Cash Infusions for Small Businesses
There are a lot of people offering a lot of useful—and not-so-useful—advice about weathering the storm created by COVID-19 and the economic downturn. They talk about marketing efforts, restructuring lease agreements and debt, or moving business online.
You might be forgiven if you read such articles and think: “That’s all very well and good, but I need money and I need it now!” Without the usual numbers of customers, many small to mid-sized businesses are struggling just to keep the lights on. It’s a frustrating situation. Plenty of small businesses know that they can be viable…if they can just survive the pandemic-induced dry spell.
If your company is in dire need of an immediate cash infusion, you can consider three different ways of obtaining it: applying for grants, institutional borrowing, or borrowing from clients (or your future earnings). Each method has its advantages and disadvantages.
The 800-pound gorilla in this category is the Paycheck Protection Program (PPP), which offers forgivable loans to small businesses. Administered through the US Small Business Administration (SBA), PPP was set to close at the end of June, but has re-opened, with additional funds available to be disbursed. The new deadline for applications is August 8. States and local municipalities often have grant programs as well for small businesses—including some that are designed to help minority- and women-owned businesses.
Pros: The money does not need to be repaid and there is no personal guarantee required. Need we say more?
Cons: Yes, there are some disadvantages. The biggest is that the government support comes with restrictions on how you can use the funds. PPP, for example, requires that the money be used for payroll or a few other expenses. If the funds are not used for the specific expenses, you will need to pay back the money. There may also be additional reporting requirements.
Borrowing From Institutions and Banks
The Economic Injury Disaster Loan (EIDL) program from the SBA usually awards loans to businesses in areas struck by disasters such as floods or wildfires. However, the entire US has been declared a disaster zone in the face of COVID-19, so any small business may apply.
Another option is obtaining a personal or business loan from a bank. Interest rates are low right now, so it’s a good time to borrow money.
While there are times when it is not prudent to do so, there may be some merit to borrowing with a credit card to tide you over until your business is back on its feet.
Pros: The funds may be spent on business operations with fewer restrictions on the types of expenditures than the grants.
Cons: You will be incurring interest charges, although the EIDL loans have a relatively low rate. Of course the interest rate on credit cards is particularly high so the cost of any credit card borrowing should be weighed against the benefits. You run the risk of not being able to pay back any loan if your business situation worsens.
Borrowing from Clients
No, you’re not going to ask a well-heeled client to spot you $100, but there can be strategies to encourage customers to pay up front and secure the business.

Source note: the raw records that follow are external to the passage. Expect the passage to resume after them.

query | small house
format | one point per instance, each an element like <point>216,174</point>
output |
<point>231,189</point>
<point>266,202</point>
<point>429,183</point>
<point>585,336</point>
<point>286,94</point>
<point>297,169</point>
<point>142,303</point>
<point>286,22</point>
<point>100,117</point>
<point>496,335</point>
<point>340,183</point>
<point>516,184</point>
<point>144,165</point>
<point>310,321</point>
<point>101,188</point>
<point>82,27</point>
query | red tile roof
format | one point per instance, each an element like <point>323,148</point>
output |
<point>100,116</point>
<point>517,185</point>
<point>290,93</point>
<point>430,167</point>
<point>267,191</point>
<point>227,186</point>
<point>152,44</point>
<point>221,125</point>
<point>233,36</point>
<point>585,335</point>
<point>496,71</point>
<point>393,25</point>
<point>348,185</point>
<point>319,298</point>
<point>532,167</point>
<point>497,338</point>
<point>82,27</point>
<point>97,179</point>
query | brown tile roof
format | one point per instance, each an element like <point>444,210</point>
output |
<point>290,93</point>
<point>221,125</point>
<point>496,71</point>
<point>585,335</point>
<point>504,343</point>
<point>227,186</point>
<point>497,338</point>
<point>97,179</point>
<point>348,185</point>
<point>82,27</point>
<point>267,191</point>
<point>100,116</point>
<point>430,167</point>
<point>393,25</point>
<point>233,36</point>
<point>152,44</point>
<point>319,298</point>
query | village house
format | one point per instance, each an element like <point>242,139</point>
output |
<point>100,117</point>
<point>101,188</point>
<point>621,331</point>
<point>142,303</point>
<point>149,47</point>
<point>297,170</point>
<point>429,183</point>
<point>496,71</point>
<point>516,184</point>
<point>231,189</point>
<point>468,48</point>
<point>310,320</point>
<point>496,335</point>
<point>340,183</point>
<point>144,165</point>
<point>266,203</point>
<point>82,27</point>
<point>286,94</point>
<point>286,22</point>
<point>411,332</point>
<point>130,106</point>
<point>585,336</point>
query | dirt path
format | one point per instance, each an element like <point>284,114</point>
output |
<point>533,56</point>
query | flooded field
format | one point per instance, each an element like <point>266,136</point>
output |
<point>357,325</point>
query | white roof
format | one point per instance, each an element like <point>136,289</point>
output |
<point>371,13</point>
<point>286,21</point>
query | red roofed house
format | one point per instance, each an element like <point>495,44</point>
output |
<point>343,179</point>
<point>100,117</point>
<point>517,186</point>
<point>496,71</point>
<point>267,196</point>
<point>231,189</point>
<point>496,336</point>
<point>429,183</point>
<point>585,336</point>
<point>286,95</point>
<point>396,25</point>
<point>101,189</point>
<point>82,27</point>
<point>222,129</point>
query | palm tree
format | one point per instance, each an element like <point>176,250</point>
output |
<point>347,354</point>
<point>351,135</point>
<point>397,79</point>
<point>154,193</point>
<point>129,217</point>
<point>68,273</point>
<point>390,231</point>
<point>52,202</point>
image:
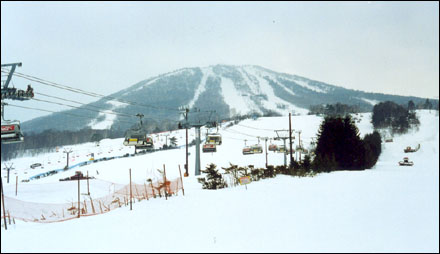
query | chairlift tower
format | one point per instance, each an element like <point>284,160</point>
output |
<point>10,129</point>
<point>198,135</point>
<point>284,135</point>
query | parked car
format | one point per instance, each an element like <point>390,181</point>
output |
<point>35,165</point>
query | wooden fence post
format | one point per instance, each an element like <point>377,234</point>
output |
<point>146,192</point>
<point>79,204</point>
<point>181,181</point>
<point>131,206</point>
<point>165,182</point>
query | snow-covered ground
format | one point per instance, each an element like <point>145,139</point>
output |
<point>386,209</point>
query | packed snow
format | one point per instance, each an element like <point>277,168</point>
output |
<point>388,208</point>
<point>108,120</point>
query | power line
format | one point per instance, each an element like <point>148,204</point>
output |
<point>272,130</point>
<point>55,97</point>
<point>99,111</point>
<point>65,113</point>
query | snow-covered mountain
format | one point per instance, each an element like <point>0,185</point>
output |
<point>388,208</point>
<point>229,90</point>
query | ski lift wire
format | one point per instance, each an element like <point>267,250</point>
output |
<point>76,90</point>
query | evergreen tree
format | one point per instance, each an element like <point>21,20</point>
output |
<point>339,145</point>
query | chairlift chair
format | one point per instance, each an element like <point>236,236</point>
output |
<point>208,148</point>
<point>257,148</point>
<point>214,138</point>
<point>247,150</point>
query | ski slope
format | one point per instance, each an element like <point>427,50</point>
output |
<point>385,209</point>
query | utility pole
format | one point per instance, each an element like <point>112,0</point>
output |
<point>3,200</point>
<point>185,114</point>
<point>197,126</point>
<point>265,147</point>
<point>290,139</point>
<point>299,143</point>
<point>67,152</point>
<point>284,135</point>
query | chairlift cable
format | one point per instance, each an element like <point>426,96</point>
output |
<point>80,91</point>
<point>61,112</point>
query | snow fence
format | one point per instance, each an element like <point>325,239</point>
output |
<point>88,206</point>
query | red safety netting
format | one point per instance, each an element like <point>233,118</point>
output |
<point>44,212</point>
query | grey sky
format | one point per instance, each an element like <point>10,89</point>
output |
<point>103,47</point>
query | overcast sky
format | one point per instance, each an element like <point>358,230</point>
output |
<point>103,47</point>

One way is to offer them a product or service in exchange for committing money upfront—for example, with a whiskey-of-the-month or beer-of-the-week program. If you provide memberships to an exclusive club, you could offer a discount to customers who pre-pay membership fees early. In addition to providing recurring revenue, such offerings also help encourage loyal customers.

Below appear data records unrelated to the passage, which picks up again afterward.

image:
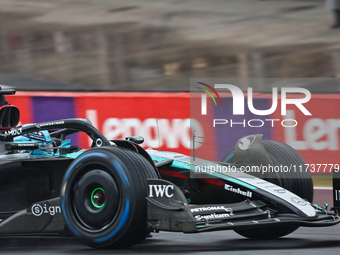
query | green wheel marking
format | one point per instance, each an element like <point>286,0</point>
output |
<point>93,202</point>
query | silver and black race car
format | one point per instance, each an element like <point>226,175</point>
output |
<point>114,194</point>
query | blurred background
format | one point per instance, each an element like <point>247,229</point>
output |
<point>158,45</point>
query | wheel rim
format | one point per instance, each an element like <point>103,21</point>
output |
<point>96,200</point>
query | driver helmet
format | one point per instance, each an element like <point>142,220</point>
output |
<point>44,140</point>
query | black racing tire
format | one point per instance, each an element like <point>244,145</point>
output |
<point>300,183</point>
<point>103,197</point>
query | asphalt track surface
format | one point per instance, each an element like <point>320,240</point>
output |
<point>302,241</point>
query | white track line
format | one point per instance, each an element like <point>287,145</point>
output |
<point>323,188</point>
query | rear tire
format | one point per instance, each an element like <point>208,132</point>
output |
<point>103,197</point>
<point>300,183</point>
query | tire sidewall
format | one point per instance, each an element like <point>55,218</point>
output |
<point>112,165</point>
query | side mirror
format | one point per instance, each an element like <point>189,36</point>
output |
<point>135,139</point>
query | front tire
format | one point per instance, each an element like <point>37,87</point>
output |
<point>103,197</point>
<point>300,183</point>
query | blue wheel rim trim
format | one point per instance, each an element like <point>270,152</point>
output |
<point>125,214</point>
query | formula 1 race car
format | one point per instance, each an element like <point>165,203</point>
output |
<point>114,194</point>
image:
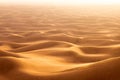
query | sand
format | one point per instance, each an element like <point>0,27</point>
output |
<point>50,43</point>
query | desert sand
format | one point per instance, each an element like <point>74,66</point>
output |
<point>57,43</point>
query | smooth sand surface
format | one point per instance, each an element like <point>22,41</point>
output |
<point>49,43</point>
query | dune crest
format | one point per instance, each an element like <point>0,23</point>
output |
<point>49,43</point>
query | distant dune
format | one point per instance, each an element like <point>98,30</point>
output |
<point>50,43</point>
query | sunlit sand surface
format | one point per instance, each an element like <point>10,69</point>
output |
<point>59,43</point>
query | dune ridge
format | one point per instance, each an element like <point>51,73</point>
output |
<point>53,44</point>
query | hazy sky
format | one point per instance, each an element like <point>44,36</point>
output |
<point>62,1</point>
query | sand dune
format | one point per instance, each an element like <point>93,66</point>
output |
<point>53,44</point>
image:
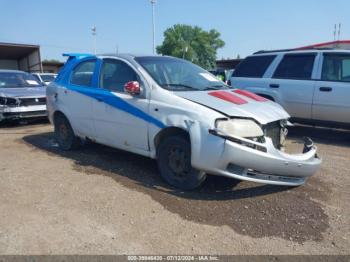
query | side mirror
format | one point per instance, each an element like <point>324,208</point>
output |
<point>132,88</point>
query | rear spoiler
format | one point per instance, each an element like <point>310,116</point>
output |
<point>76,55</point>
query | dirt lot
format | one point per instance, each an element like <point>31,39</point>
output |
<point>98,200</point>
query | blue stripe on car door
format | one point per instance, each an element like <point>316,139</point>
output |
<point>116,102</point>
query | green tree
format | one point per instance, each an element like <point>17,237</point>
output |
<point>192,43</point>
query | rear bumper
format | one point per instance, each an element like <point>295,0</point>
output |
<point>12,113</point>
<point>271,167</point>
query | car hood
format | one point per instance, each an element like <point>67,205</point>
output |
<point>262,111</point>
<point>23,92</point>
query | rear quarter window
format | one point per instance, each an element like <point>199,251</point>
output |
<point>253,66</point>
<point>295,66</point>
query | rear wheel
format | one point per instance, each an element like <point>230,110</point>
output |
<point>64,134</point>
<point>174,162</point>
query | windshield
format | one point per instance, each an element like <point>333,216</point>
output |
<point>48,78</point>
<point>17,79</point>
<point>179,75</point>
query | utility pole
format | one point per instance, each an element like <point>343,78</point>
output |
<point>153,2</point>
<point>93,31</point>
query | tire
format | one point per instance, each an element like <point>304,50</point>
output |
<point>64,134</point>
<point>174,163</point>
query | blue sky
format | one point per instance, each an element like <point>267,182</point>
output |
<point>246,25</point>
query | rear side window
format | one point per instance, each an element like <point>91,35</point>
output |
<point>336,67</point>
<point>115,74</point>
<point>82,74</point>
<point>253,66</point>
<point>296,67</point>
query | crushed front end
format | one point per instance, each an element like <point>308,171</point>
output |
<point>255,153</point>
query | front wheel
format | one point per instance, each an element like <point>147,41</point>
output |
<point>64,134</point>
<point>174,162</point>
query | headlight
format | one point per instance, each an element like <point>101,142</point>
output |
<point>239,127</point>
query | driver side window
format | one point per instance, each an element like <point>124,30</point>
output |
<point>115,74</point>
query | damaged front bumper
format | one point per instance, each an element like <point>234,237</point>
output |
<point>245,159</point>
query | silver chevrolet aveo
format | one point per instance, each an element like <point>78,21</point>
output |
<point>175,112</point>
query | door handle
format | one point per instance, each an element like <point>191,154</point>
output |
<point>99,98</point>
<point>326,89</point>
<point>274,85</point>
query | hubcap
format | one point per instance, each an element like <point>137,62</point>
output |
<point>178,161</point>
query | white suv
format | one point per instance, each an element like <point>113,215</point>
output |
<point>312,85</point>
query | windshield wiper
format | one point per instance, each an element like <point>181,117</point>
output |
<point>178,85</point>
<point>216,87</point>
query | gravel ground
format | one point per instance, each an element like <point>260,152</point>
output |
<point>99,200</point>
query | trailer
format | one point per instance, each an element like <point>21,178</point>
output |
<point>20,57</point>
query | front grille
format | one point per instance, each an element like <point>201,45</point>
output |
<point>273,131</point>
<point>32,101</point>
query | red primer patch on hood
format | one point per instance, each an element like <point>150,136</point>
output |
<point>250,95</point>
<point>229,97</point>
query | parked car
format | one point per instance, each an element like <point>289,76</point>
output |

A plan like this might sound like small potatoes, but remember that the timing of payments is important. If you collect money at the beginning of the month for something you deliver at the end of the month, you get to use that money in between. That difference can help keep your business afloat.
Pros: You don’t have to pay the money back.
Cons: You run the risk of pre-selling a product you can’t deliver for reasons beyond your control (another shutdown, for example), requiring you to refund the money. You should also avoid the gift-card trap. If you collect a lot of money now for gift cards that customers will use in the future, that can create an obligation that you will have to fulfill at some point (displayed as a debt obligation on your books).
Taking money is a lot like going into battle; you shouldn’t get started without having an exit plan. That is why it’s important to be very careful about what you are borrowing, how you are borrowing, and how much you are borrowing. Above all, it is crucial to have a repayment strategy in place.